Art is in danger. Today's artist, unless he wants to be useless, an antiquated misfit, can only choose between technology or class war propaganda. In both cases he must give up "pure art". Either he joins the ranks of architects, engineers, and ad men who develop industrial strength and who exploit the world, or he, as depictor and critic of the face of our time, as propagandist and defender of the revolutionary ideas and its followers, enters into the army of the oppressed who fight for their just share of the worth of the world and for a sensible social organization of life.
—Die Kunst ist in Gefahr (Art is in Danger), with Wieland Herzfelde, 1925
Die Gezeichneten (Marked man)
Das Gesicht der herrschenden Klasse (The Face of the Ruling Class)
German artist Georg Grosz (1893-1959), twice drafted into the German army during World War I, barely escaped being shot as a deserter.
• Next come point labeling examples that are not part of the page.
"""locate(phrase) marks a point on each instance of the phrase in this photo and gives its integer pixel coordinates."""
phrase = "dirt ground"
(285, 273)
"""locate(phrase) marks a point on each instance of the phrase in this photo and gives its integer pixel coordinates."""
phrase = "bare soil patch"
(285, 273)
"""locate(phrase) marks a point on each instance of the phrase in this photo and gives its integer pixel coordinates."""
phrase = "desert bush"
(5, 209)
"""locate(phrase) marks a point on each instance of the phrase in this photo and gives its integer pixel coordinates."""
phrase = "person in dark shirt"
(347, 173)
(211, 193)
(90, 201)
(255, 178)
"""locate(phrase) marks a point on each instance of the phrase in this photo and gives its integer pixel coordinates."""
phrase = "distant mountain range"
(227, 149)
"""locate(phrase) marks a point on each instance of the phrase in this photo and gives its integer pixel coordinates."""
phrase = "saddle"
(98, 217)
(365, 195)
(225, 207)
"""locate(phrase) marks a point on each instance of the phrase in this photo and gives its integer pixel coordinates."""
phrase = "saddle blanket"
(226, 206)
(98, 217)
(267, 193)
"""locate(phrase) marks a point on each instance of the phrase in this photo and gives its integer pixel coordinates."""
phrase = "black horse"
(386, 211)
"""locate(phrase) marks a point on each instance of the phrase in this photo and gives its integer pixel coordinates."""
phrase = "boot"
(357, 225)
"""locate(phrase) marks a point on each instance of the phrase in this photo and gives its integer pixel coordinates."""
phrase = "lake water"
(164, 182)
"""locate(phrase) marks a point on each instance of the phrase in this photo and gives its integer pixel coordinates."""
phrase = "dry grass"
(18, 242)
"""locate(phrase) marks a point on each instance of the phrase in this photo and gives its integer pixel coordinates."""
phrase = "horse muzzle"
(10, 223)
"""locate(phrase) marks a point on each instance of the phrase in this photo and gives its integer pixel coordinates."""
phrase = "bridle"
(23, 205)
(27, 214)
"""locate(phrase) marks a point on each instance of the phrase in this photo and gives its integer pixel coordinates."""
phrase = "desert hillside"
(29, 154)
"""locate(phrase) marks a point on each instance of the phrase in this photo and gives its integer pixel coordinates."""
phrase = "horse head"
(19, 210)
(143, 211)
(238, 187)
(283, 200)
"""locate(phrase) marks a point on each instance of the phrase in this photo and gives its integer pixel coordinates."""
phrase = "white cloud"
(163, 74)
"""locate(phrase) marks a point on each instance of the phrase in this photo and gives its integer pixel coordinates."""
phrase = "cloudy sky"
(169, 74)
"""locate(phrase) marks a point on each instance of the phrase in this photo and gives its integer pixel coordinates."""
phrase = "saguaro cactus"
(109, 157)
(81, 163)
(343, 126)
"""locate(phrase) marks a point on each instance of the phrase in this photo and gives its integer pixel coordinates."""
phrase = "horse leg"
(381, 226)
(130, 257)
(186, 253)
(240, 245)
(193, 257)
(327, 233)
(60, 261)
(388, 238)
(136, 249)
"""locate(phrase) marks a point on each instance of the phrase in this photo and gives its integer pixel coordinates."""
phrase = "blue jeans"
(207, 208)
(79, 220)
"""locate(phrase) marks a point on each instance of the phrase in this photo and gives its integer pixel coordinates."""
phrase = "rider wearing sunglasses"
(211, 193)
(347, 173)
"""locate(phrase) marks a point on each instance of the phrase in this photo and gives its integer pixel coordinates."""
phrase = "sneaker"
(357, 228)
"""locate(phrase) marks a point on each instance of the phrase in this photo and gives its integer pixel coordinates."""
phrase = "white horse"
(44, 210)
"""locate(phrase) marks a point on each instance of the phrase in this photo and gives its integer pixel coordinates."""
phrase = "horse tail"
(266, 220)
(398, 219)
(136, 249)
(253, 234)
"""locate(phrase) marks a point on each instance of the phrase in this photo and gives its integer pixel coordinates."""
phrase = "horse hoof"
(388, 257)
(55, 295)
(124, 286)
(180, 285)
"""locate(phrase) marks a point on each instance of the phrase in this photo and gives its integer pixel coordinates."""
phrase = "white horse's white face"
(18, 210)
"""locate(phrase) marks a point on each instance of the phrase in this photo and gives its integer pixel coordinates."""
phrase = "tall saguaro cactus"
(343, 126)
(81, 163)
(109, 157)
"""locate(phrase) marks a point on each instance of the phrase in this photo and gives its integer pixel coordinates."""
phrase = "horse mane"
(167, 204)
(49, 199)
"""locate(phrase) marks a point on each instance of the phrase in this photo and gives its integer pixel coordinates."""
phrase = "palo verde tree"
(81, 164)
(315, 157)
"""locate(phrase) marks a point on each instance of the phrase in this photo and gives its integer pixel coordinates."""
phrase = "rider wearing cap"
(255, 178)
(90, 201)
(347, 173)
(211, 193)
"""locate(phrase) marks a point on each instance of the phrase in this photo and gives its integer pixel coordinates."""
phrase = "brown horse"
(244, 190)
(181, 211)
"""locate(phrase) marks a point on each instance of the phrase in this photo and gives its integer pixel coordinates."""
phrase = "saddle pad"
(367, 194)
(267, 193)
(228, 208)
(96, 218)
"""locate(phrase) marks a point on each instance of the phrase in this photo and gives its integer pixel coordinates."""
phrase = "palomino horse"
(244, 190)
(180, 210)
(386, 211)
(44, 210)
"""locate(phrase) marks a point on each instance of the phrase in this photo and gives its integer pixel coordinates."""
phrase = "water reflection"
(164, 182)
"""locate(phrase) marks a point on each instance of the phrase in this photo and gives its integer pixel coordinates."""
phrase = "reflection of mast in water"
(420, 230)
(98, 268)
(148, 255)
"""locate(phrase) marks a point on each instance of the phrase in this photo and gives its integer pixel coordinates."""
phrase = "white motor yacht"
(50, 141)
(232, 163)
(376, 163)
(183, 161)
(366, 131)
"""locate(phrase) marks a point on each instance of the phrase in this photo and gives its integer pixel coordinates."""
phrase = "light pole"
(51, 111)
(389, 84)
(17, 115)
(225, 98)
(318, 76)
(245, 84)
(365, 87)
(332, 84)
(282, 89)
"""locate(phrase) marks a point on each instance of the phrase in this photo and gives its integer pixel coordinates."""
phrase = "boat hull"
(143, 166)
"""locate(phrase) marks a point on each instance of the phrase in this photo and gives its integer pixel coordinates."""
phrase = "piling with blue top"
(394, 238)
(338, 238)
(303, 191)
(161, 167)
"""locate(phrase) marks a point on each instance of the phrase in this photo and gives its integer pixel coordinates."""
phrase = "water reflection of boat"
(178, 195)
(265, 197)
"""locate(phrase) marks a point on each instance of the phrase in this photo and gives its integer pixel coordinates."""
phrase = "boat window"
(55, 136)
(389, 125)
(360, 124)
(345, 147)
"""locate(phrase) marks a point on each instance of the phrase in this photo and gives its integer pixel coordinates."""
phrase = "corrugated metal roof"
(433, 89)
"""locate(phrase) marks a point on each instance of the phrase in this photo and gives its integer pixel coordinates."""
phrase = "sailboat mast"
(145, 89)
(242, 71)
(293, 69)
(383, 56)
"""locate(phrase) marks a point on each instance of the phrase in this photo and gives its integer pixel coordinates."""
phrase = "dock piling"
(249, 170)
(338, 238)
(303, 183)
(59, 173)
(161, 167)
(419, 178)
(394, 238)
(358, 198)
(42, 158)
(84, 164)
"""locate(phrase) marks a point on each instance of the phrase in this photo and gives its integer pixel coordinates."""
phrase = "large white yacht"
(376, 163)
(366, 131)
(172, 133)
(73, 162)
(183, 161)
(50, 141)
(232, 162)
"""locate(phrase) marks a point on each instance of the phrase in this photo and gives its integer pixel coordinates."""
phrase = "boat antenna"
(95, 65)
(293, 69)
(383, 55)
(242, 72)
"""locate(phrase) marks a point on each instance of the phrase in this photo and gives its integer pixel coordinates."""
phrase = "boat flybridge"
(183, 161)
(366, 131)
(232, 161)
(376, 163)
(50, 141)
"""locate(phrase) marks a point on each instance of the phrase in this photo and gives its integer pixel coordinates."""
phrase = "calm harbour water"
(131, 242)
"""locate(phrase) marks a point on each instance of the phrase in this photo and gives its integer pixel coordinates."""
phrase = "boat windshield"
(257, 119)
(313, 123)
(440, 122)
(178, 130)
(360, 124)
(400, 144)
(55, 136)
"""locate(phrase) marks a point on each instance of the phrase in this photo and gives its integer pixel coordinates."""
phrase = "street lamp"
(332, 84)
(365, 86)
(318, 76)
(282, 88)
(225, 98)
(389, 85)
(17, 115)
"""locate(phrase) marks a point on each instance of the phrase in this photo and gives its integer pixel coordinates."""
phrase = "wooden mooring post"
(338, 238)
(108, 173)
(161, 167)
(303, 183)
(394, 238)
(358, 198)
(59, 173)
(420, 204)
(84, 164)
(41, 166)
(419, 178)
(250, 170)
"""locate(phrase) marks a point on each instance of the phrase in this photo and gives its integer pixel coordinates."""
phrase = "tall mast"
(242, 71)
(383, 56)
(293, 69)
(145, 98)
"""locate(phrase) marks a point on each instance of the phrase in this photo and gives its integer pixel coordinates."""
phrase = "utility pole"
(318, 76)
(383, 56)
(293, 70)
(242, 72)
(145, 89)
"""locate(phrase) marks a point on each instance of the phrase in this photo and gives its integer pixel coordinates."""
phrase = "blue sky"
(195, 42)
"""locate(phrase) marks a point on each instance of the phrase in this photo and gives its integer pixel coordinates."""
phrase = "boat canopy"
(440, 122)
He translated his wartime experiences into artistic depictions of severely disabled soldiers, amputees, and men lingering near death. He also devoted his talent to satirical depictions of pompous army generals, war profiteers, a smug upper-middle class, and politicians. He was part of the Dada movement, which produced anti-bourgeois and anti-rational art in the wake of World War I.
Anticipating the Nazi rise to power, Grosz left Germany in 1932 and emigrated to the United States. His anti-Nazi drawing A Poet he was became a classic anti-fascist statement. In 1933, the Nazi regime jailed many of Grosz's colleagues who remained in Germany. Grosz's books, which contained many of his best-known plates, were thrown into the flames during the book burning of 1933.
Critical Thinking Questions
- If Jews were the principal target during the Holocaust, why were books written by non-Jewish authors burned?
- How did the German public react to the book burnings? What was reaction like outside of Germany?
- Why do oppressive regimes promote or support censorship and book burning? Why might this be a warning sign for mass atrocity?